God founded the earth so that we may live in it and appreciate it. We appreciate the earth through nourishment, beauty, and understanding. Though it is not the purpose of this piece to discuss evil, we may even learn about the creator in our reflection of evil, imperfection, and tragedy. We must confront ourselves about tragedy and loss, asking why it exists and asking ourselves if it is really unnecessary. Regardless of anyone's answer it is grounds for reflection “is suffering natural or unnatural?” The crucifix stands as an answer for you to interpret, but also stands as an answer that goes beyond a simple yes or no.
"He is before all things, and in him all things hold together ... In him all fullness was pleased to dwell, and through him to reconcile all things for him, making peace by the blood of his cross, whether those on earth or those in heaven" (Colossians 1:17, 19-20)
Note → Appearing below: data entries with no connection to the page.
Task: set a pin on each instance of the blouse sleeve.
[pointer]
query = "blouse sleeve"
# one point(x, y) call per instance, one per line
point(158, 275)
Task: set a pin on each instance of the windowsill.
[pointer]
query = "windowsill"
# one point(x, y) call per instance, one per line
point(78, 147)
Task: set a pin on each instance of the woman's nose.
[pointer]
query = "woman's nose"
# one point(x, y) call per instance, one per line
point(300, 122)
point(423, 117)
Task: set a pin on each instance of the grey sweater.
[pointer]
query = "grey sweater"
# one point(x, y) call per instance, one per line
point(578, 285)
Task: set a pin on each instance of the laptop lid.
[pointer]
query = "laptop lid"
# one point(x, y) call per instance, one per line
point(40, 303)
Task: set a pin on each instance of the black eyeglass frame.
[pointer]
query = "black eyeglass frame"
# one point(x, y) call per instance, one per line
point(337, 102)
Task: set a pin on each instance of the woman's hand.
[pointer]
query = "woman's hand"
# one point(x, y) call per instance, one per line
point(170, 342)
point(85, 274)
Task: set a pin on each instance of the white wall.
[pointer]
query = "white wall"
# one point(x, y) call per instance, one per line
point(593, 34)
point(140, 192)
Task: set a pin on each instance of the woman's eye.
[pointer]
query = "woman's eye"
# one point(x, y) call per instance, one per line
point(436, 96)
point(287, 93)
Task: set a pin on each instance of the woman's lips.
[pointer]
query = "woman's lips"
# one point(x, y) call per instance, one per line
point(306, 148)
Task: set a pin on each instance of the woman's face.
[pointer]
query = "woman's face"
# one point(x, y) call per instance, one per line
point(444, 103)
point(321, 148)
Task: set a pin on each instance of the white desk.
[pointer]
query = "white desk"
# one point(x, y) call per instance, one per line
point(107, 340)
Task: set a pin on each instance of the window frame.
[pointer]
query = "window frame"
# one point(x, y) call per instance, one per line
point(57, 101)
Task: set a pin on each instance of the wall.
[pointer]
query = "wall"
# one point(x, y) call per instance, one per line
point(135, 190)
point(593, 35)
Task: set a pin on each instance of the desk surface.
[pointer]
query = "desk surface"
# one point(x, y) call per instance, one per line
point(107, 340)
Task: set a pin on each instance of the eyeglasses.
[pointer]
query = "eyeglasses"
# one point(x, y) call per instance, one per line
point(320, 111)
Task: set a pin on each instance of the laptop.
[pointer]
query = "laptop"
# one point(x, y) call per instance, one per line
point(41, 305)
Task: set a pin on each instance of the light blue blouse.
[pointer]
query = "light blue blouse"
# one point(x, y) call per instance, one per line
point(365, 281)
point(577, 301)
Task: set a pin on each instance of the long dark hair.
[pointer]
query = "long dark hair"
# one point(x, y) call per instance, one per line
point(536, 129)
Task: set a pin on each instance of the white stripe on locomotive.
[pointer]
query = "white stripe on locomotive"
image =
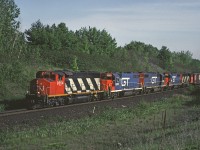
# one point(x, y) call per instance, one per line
point(97, 80)
point(82, 85)
point(90, 83)
point(72, 84)
point(68, 89)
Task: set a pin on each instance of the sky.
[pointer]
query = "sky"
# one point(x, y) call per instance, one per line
point(171, 23)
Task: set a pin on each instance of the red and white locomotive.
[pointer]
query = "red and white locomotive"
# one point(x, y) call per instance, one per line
point(53, 88)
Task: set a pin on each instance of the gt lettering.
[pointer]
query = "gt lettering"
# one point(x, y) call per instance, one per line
point(153, 80)
point(124, 81)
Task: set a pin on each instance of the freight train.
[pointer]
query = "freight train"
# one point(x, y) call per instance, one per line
point(61, 87)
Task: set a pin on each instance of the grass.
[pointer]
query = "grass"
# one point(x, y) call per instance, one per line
point(167, 124)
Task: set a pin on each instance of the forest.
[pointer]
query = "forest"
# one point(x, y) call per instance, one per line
point(52, 47)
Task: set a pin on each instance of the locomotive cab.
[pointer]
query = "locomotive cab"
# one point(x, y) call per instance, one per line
point(46, 84)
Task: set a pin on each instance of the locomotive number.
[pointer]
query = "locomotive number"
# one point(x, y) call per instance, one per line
point(153, 80)
point(59, 83)
point(124, 81)
point(173, 78)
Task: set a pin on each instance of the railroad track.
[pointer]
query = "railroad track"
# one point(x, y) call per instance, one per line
point(25, 111)
point(29, 118)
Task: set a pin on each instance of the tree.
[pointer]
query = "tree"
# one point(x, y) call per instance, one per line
point(165, 58)
point(91, 40)
point(9, 35)
point(75, 64)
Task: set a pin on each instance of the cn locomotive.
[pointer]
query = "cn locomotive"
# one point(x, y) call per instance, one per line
point(61, 87)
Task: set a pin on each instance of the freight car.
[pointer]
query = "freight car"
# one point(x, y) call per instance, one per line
point(61, 87)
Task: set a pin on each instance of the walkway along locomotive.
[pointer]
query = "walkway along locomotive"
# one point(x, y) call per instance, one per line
point(61, 87)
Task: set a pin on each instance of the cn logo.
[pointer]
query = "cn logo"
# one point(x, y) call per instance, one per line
point(173, 78)
point(153, 80)
point(124, 81)
point(59, 83)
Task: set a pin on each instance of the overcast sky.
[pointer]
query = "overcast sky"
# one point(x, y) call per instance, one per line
point(171, 23)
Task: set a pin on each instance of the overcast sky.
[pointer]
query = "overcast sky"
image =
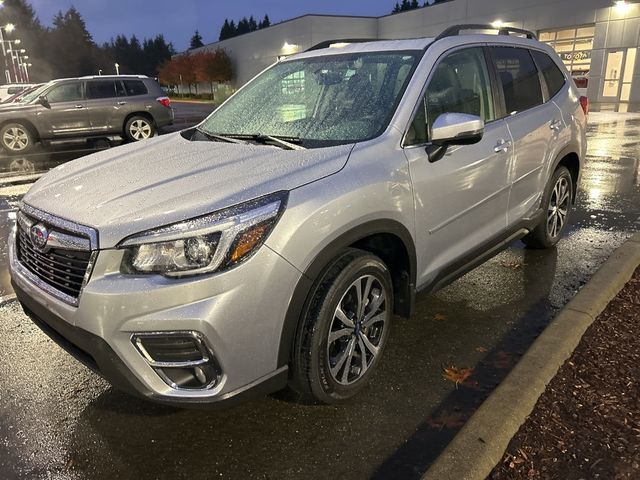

When arguing about God it helps to listen rather than react. Here we can learn virtue from children who trust even when they do not understand. They are trusting but they are not forced to remain ignorant. Those who teach children not to believe also rely on them trusting you and what you believe is true. The trust of a child should never be taken for granted. But when we become adults we are confronted with adult understandings. As adults we should listen as well as a child (odd as it sounds) and learn to accept what the other is saying, rather than reduce one's belief in God to their own disbelief in God—that's being childish, ironically a common vice among adults.

Is belief in God a “god of the gaps” or a surrender of reason? For countless generations and myself it isn't. For me it is the beginning of wonder: someone who is outside the commonly observable, the foundation of all being, and ultimate simplicity. Must I account for where He came from? At that point we're no longer speaking about the same God.